The material civilization we have attained in comparison with the spiritual civilization we should attain is fairly well indicated by the vast difference between the crude and natural art of sound effects which is, so far, man’s most abstract achievement in art, and the incomparably finer and more ethereal art of light and color effects which will be one of the crowning achievements of man’s nobler future.
The painter of easel pictures arrogates to himself the name artist and to his work the phrase fine art. He looks down upon the house painter, the dressmaker, and the interior decorator.
Yet as compared with those who clothe our bodies and decorate our homes in harmonies of line and color the painter of easel pictures cuts very little figure in life; he plays his part but much of his inspiration is drawn from the work of the other two.

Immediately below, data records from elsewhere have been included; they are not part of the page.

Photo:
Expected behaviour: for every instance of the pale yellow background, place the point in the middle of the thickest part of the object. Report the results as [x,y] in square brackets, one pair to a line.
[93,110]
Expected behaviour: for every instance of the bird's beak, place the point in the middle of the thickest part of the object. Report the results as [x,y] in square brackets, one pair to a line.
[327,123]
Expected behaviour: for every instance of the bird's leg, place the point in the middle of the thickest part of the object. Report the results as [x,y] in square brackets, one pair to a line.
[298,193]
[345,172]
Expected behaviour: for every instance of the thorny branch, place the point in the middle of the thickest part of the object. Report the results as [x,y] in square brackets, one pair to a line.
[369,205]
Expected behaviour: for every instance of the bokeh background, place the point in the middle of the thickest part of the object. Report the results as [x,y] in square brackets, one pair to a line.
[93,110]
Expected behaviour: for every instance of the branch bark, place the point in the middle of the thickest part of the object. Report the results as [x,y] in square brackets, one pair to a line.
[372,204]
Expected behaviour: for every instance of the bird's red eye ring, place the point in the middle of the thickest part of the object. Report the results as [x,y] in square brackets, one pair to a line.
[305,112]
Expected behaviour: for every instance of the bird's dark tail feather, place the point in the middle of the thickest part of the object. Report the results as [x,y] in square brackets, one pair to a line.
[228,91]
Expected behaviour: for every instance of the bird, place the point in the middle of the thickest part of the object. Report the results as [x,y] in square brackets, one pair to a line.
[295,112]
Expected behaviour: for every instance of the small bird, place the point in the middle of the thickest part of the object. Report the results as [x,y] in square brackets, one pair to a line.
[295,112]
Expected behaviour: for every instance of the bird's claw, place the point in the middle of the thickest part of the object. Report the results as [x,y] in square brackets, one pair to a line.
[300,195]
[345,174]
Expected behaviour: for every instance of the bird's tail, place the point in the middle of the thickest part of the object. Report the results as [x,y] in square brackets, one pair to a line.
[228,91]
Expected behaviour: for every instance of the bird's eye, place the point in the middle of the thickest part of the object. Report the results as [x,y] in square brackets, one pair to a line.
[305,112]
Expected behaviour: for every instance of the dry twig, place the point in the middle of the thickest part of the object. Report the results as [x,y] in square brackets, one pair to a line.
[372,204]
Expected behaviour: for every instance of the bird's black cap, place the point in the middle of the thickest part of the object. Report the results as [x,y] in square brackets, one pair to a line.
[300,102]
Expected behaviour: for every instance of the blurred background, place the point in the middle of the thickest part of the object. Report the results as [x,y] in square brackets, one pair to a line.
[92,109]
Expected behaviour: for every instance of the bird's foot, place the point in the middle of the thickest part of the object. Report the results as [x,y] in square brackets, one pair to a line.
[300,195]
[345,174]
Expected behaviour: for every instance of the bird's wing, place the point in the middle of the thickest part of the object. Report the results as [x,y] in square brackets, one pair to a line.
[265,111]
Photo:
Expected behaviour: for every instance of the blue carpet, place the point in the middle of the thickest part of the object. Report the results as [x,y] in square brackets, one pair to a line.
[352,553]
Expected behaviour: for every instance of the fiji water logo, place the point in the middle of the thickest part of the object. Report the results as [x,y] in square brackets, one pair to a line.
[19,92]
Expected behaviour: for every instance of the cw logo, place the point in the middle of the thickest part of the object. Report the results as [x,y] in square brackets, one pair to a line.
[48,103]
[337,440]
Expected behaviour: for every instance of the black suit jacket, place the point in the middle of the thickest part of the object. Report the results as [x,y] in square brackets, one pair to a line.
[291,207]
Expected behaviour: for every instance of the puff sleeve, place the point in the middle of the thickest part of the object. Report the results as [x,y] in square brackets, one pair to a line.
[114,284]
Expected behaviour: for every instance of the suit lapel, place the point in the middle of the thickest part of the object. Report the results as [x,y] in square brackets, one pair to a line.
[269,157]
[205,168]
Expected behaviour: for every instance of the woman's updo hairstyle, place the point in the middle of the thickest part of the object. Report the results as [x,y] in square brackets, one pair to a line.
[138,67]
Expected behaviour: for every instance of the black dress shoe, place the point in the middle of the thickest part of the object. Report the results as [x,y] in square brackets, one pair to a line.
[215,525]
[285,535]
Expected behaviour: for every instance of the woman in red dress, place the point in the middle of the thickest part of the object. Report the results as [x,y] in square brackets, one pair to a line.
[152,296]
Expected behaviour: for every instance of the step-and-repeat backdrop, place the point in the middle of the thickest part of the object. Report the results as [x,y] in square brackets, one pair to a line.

It should never be forgotten that in all the great portraits of the world the clothes and the interiors that furnish the beautiful color schemes preceded the pictures often by generations.
The costumer and the decorator work year in and year out, from generation to generation, throughout the centuries, with not so much as a thought of the painter in the corner with his little canvas, faithfully copying.
Now and then a great painter, a great sculptor, takes off his coat, turns workman for the moment and makes sculptures for buildings, paints pictures on walls, devises costumes, and contributes to making our environment more beautiful.